SR71 Blackbird talk a Mach 3 success!

Rich Graham signing booksOn Wednesday 3 March 2010, the Trust was delighted to host a talk by Col. Rich Graham, USAF (Ret’d). One of the small band of pilots selected to fly the Lockheed SR-71 Blackbird reconnaissance ‘spy plane’, Col. Graham enthralled the sell-out audience at the Orsett Hall Hotel, Essex, with tales of his experiences flying this iconic aircraft.

Using photographs and diagrams which would have been top secret at the time, Col. Graham took the audience through the drawn out planning and pre-flight procedures necessary to ensure a safe and successful mission. The aircraft’s two-man crew would be entering a highly dangerous environment –  the Blackbird regularly flew at heights of 70 - 80,000 feet – and the defensive threats from those countries that didn’t wish to be photographed also had to be taken into account!

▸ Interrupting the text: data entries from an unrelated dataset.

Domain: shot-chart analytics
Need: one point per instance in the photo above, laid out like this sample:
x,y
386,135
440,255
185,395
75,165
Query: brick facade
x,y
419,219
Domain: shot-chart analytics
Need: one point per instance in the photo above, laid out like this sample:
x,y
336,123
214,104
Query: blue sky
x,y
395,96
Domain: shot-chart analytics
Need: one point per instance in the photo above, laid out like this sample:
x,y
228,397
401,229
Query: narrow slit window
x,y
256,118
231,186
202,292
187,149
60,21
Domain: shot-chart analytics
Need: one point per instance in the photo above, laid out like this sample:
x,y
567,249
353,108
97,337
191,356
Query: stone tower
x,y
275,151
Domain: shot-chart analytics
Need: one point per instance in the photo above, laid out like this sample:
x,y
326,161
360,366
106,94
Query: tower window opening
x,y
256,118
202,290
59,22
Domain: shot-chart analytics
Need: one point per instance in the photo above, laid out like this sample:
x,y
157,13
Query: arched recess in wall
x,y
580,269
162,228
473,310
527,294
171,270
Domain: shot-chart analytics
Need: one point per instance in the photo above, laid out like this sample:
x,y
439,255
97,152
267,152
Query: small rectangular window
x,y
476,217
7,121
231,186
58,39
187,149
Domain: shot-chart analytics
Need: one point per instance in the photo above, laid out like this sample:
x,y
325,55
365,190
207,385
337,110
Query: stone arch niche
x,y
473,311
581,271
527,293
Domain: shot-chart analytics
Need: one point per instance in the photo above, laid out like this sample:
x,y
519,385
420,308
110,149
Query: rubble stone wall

Col. Graham used the example of a mission from the Blackbird detachment based at RAF Mildenhall, Suffolk, to photograph Soviet Union’s Northern Fleet’s base at Murmansk. He explained how shortly after take-off the Blackbird would refuel from a KC-135 tanker over the North Sea before continuing around the top of Norway towards Murmansk. The Blackbird would not overfly the Soviet Union but would fly a ‘sweep’ over the Barents Sea, enabling it to gather information on military installations hundreds of miles inside Soviet territory. Frequent quotes of the speeds and altitudes attained by the Blackbird on such missions demonstrated how special the aircraft was, and how unique the whole programme and its operations were in the history of aviation.